LoTo

Twin Cities Taste®

WITH ITS RECENT RUSH of residential redevelopment, St. Paul’s Lowertown needs a place like LoTo to coax neighbors out of their condos for a glass of wine or a cup of coffee, a takeout pizza or a low-key dine-in dinner. Restaurateur David Fhima’s latest concept—one part restaurant, two parts self-serve bakery/deli/coffeehouse/bar—is an interesting idea, but eight months after opening, its execution is still hit-or-miss.

LoTo is laid out behind a row of floor-to-ceiling windows overlooking Mears Park: bakery and coffee shop flanking the restaurant, bar nested among the tables in the dining room.

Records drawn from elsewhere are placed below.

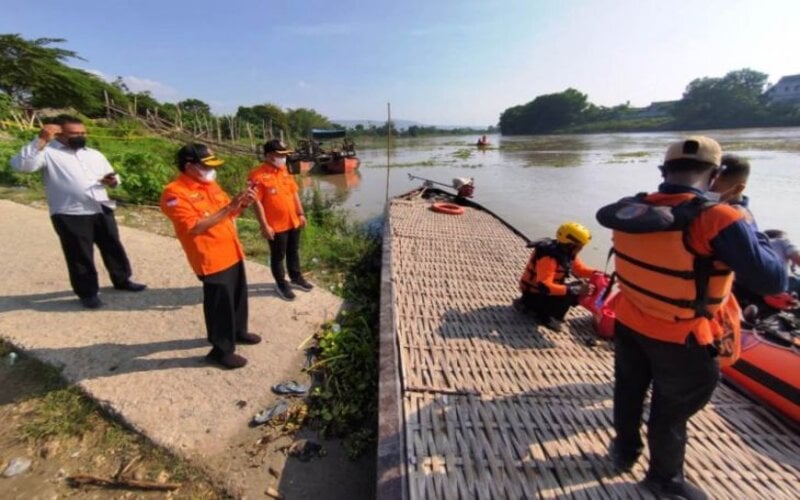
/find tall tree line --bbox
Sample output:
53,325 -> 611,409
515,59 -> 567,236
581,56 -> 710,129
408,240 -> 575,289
500,69 -> 800,135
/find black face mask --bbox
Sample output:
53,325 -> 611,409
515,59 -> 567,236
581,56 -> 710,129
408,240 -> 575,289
67,135 -> 86,149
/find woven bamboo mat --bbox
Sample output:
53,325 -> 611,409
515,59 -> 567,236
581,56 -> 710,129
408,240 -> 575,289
389,195 -> 800,499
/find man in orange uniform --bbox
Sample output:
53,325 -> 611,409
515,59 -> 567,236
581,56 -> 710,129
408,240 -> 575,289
156,144 -> 261,368
598,136 -> 786,499
514,222 -> 595,330
248,139 -> 314,301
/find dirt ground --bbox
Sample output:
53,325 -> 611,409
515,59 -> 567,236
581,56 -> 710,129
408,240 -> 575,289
0,192 -> 375,499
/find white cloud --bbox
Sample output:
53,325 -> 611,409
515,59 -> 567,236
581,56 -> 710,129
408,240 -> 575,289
122,75 -> 178,100
281,23 -> 355,36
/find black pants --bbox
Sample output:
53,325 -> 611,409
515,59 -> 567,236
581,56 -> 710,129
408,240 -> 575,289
268,228 -> 302,283
199,261 -> 247,354
50,207 -> 131,298
520,292 -> 578,322
614,321 -> 719,481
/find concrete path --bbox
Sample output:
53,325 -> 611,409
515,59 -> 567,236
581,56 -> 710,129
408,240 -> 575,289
0,200 -> 341,496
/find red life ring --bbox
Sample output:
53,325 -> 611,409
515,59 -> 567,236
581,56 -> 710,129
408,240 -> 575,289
431,202 -> 464,215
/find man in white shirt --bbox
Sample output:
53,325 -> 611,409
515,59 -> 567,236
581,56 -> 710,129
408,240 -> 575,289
11,116 -> 146,309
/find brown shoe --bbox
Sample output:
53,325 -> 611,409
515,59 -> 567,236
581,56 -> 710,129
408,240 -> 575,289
236,332 -> 261,345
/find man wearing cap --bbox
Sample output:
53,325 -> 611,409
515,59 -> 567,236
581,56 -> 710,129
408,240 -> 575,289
11,115 -> 146,309
161,144 -> 261,368
598,136 -> 786,499
248,139 -> 314,301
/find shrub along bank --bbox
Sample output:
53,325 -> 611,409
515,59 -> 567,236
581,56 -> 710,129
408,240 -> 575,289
0,121 -> 381,456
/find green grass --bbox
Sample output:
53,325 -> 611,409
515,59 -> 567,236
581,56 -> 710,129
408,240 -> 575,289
22,387 -> 97,441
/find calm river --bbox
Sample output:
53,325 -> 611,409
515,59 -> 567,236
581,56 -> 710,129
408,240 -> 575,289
306,128 -> 800,266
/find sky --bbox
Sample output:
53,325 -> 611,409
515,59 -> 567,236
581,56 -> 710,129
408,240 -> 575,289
0,0 -> 800,126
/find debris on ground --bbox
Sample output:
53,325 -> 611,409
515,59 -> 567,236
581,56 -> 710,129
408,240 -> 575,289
67,474 -> 182,491
250,400 -> 289,427
3,457 -> 32,477
281,439 -> 327,462
272,380 -> 308,395
264,486 -> 283,500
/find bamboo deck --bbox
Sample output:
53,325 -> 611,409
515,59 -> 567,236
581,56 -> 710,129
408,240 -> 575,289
377,188 -> 800,499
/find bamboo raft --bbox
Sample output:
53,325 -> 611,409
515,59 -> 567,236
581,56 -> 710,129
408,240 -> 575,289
377,189 -> 800,499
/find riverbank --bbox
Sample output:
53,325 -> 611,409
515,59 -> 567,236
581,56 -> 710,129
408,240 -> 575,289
0,201 -> 378,498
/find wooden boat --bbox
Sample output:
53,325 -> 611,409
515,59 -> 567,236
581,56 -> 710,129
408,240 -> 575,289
287,157 -> 314,175
309,129 -> 361,174
320,155 -> 361,174
722,313 -> 800,424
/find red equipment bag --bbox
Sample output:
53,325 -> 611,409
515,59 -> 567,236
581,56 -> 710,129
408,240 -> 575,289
578,271 -> 619,339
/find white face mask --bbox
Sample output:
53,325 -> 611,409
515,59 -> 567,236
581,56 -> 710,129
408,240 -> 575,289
195,166 -> 217,184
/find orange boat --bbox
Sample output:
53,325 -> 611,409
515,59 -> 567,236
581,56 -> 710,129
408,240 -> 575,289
287,157 -> 314,175
722,313 -> 800,424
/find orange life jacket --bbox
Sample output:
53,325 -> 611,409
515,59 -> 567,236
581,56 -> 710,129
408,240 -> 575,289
519,238 -> 572,294
612,197 -> 733,322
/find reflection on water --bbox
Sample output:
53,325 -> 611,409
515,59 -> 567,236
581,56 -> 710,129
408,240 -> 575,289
302,128 -> 800,266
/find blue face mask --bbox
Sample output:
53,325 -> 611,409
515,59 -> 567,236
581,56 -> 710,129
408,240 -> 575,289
67,135 -> 86,150
195,165 -> 217,184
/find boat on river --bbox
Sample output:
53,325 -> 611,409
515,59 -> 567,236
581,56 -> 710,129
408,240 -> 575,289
288,129 -> 361,174
722,310 -> 800,424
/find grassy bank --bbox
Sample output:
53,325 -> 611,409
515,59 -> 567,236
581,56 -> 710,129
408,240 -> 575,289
0,340 -> 225,498
0,118 -> 380,456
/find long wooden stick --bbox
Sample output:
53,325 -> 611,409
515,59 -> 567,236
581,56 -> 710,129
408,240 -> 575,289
67,474 -> 182,491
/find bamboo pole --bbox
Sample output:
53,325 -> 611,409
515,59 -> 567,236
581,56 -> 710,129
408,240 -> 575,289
245,122 -> 256,151
103,89 -> 111,119
175,104 -> 183,130
386,102 -> 392,204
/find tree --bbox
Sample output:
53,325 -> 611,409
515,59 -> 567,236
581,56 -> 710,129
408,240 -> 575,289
0,34 -> 124,116
674,69 -> 767,128
178,99 -> 211,116
236,103 -> 289,134
0,34 -> 81,105
500,88 -> 588,135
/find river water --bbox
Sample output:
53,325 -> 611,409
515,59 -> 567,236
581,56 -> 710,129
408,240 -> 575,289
304,128 -> 800,266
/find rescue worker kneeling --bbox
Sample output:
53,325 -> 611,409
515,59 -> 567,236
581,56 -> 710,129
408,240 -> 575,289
513,222 -> 595,330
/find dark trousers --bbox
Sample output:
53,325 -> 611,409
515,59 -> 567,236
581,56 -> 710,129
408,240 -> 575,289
199,261 -> 247,354
50,207 -> 131,298
520,292 -> 578,322
267,228 -> 302,283
614,321 -> 719,481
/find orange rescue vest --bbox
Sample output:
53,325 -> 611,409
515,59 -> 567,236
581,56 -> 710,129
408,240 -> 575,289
519,238 -> 572,294
598,195 -> 733,322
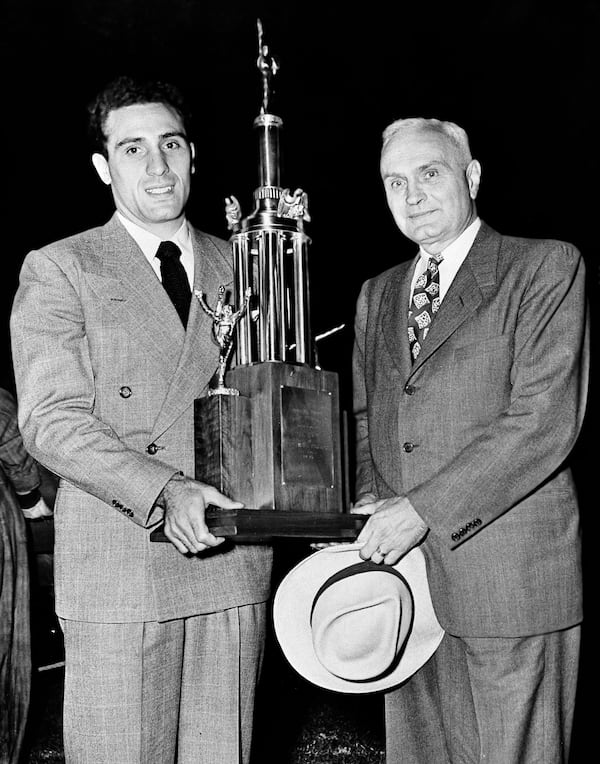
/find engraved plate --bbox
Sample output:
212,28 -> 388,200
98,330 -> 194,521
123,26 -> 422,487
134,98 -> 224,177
281,386 -> 334,488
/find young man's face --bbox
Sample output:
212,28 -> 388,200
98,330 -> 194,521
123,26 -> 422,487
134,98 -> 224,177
92,103 -> 194,238
381,128 -> 481,254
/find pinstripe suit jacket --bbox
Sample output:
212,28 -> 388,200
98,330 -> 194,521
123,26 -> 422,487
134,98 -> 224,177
11,216 -> 271,623
354,224 -> 588,637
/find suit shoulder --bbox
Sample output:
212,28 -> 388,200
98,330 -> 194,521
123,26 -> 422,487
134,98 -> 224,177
501,236 -> 582,270
27,226 -> 103,264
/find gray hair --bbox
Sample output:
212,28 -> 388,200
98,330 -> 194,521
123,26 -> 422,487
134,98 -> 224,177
381,117 -> 473,167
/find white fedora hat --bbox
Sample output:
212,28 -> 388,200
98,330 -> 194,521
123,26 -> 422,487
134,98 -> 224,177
273,544 -> 444,693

On a recent visit, my group was seated in (banished to?) the overflow area—an odd atrium whose escalators and planters gave it all the ambiance of a dead-end skyway—even though the restaurant was barely half full. When our request to move to the main seating area was granted, we found the décor there just as incongruous: trendy plastic scoop chairs, bamboo flooring, a television tuned to a football game, and techno music playing in the background. It felt like a sports bar in a tropical resort hotel.

Oddly, we were most satisfied with what basically amounted to bar food: a very cheesy but well-seasoned thin-crust pizza and cute mini-hamburgers that were overdone but tasty with their fresh-baked buns and tiny pickle/lettuce/tomato garnishes. We also enjoyed a toothsome three-cheese gnocchi and a potato-crusted walleye. The attractively plated fillet—Fhima’s nod to two favorite ingredients among Minnesotans—was wrapped in shredded potatoes and pan-seared until its exterior was crispy and hash brown–like. It was paired with grilled vegetables and a caper-studded tartar sauce that rounded out the flavor mix.

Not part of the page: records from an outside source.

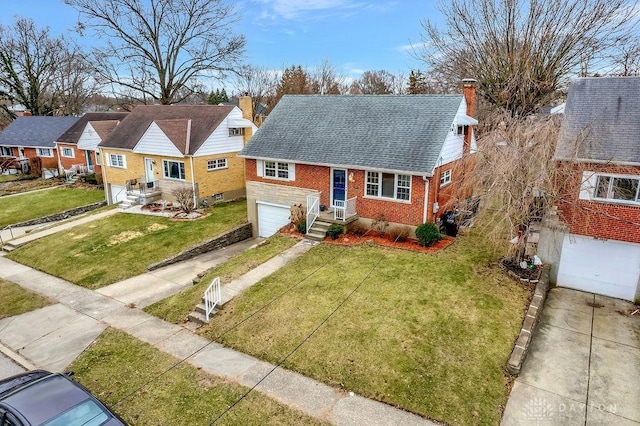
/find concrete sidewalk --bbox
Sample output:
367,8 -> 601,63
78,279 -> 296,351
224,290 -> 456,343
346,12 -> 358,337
0,243 -> 434,425
502,288 -> 640,426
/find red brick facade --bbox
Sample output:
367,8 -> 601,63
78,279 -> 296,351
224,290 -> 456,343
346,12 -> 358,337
558,164 -> 640,243
245,159 -> 476,226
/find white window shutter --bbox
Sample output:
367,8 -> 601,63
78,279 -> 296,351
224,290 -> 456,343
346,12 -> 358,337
289,163 -> 296,181
578,171 -> 598,201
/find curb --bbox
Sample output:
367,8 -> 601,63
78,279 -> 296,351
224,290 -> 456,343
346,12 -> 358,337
507,265 -> 549,376
0,343 -> 36,371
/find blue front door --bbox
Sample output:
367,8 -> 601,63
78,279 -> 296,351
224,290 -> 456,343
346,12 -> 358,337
331,169 -> 347,206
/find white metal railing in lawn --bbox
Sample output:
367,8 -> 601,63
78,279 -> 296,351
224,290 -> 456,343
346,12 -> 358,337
307,194 -> 320,233
333,197 -> 358,220
204,277 -> 222,321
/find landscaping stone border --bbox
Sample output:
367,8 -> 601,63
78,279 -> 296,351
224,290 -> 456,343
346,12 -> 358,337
507,265 -> 549,376
11,201 -> 107,228
147,223 -> 253,271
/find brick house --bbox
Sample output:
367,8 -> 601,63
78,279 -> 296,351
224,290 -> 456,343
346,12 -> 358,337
98,105 -> 256,206
555,77 -> 640,301
0,116 -> 78,177
241,80 -> 477,237
56,112 -> 128,174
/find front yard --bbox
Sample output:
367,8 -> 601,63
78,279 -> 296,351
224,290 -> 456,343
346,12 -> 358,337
190,234 -> 530,425
0,279 -> 52,319
7,201 -> 247,289
69,329 -> 323,425
0,188 -> 104,228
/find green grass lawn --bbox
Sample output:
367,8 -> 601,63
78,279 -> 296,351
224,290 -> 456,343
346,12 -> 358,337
144,234 -> 298,324
0,279 -> 51,319
7,201 -> 247,289
69,329 -> 323,426
0,188 -> 104,228
200,231 -> 530,425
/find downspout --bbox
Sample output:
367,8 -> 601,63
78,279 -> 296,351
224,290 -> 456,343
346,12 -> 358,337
422,176 -> 431,223
184,119 -> 198,209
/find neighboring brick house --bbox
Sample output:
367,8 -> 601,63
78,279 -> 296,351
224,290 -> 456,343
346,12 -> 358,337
98,105 -> 256,205
555,77 -> 640,301
0,116 -> 78,177
56,112 -> 128,174
240,80 -> 477,237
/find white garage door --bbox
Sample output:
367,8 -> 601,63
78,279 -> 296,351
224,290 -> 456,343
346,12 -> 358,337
110,184 -> 127,204
257,201 -> 291,238
558,235 -> 640,301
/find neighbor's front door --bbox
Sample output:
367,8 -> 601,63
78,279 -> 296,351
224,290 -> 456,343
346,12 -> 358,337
331,169 -> 347,207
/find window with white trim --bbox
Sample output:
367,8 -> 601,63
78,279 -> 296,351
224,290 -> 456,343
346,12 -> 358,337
207,158 -> 227,171
264,161 -> 289,179
365,172 -> 411,201
109,154 -> 127,169
162,160 -> 186,180
440,169 -> 451,186
593,174 -> 640,203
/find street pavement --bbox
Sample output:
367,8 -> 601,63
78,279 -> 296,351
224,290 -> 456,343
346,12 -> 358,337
502,288 -> 640,426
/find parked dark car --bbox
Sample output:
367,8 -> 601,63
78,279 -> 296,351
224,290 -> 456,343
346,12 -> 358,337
0,370 -> 126,426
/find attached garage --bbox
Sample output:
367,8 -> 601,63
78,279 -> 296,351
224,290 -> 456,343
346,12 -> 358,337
256,201 -> 291,238
557,235 -> 640,301
109,184 -> 127,204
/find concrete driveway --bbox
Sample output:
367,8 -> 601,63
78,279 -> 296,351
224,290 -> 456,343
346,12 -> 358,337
502,288 -> 640,425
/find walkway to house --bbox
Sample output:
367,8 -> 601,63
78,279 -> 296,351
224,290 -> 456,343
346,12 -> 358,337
0,242 -> 434,425
502,288 -> 640,426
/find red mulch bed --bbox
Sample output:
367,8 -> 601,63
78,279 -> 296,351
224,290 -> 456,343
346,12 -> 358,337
280,226 -> 455,253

The other seafood dishes we tried were unpalatable, particularly the stir-fry seafood linguine—a dry mess of noodles, skimpy on the vegetables, that contained, among other flavorless sea creatures, a large, unidentified seafood lump (its fishy-sour tang discouraged further analysis). What I remember of the lobster bisque was a mild metallic aftertaste, but its premature removal—along with a half bowl of salad that was still being actively forked—made it difficult to form an opinion.

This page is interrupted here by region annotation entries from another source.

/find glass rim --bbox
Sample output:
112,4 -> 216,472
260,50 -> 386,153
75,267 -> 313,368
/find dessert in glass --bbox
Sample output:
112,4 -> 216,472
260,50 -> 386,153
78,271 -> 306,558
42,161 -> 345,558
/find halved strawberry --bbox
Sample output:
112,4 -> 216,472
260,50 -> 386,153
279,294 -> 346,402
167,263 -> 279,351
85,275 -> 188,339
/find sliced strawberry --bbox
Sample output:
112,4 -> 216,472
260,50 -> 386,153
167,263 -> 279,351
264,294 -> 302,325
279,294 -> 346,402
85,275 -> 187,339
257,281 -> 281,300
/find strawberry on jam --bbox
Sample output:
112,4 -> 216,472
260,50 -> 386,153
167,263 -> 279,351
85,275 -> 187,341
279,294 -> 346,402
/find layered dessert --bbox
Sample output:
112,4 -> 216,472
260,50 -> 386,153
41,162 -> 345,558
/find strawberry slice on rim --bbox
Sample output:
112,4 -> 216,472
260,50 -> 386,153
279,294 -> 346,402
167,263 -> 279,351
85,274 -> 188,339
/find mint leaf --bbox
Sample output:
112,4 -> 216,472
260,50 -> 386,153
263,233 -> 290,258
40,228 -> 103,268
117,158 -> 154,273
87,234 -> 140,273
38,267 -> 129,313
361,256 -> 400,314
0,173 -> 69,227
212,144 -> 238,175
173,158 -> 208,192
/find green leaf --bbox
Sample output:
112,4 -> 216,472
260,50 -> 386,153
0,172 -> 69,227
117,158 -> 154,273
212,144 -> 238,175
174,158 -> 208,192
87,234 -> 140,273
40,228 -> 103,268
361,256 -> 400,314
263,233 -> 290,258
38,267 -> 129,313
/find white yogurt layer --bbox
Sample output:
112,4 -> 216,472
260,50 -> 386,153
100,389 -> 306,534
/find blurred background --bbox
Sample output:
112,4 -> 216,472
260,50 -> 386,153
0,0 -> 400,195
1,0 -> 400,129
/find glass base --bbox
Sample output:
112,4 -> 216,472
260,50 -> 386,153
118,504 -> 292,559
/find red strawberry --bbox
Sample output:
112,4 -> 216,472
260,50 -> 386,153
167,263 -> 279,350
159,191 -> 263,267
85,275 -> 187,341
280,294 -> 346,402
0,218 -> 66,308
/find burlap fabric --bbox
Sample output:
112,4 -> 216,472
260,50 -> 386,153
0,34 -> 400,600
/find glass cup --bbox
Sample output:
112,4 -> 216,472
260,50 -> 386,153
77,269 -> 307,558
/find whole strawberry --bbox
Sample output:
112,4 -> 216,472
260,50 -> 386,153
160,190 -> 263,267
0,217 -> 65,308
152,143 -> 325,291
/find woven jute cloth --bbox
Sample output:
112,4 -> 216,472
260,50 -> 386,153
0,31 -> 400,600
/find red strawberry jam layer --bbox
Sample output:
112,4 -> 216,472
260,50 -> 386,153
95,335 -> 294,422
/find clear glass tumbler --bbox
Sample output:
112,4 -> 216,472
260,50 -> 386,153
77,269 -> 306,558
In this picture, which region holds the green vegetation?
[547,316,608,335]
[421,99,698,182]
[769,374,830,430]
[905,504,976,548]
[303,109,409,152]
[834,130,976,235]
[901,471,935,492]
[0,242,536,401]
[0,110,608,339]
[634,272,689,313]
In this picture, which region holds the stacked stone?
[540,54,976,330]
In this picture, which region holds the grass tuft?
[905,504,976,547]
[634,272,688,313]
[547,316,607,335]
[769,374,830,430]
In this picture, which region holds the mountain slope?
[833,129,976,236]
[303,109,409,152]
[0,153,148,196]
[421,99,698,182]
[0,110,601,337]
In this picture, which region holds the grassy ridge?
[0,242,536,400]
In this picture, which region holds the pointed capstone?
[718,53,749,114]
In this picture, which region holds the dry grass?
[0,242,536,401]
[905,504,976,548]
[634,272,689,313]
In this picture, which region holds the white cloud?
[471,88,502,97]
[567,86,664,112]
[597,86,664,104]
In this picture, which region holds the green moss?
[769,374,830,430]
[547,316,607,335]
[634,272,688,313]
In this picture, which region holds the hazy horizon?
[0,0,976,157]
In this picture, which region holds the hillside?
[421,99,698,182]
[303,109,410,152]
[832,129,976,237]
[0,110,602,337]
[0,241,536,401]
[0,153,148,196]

Regarding service, LoTo may have inherited the same problems that plagued the early days of Fhima’s Southdale restaurant, Louis XIII. The staff seems enthusiastic but sloppy—at best, just good enough. Our server mis-delivered dishes, left us to swipe clean plates off a neighboring table, strongly recommended a dessert without first checking the bakery case to see if it was available (it wasn’t), and inquired if we’d like more drinks so many times it felt like the upsell it probably was. Yet later, he seemed baffled by a request for herbal tea to accompany a couple of suitable but not-fine-enough-to-finish slices of a cappuccino butter-cream cake and a pear-marzipan tart.

This type of service isn’t especially egregious for a casual meal, but if Fhima wants to tempt urban nesters to leave their hip spaces for his, LoTo’s kitchen and wait staff need to aim a lot higher.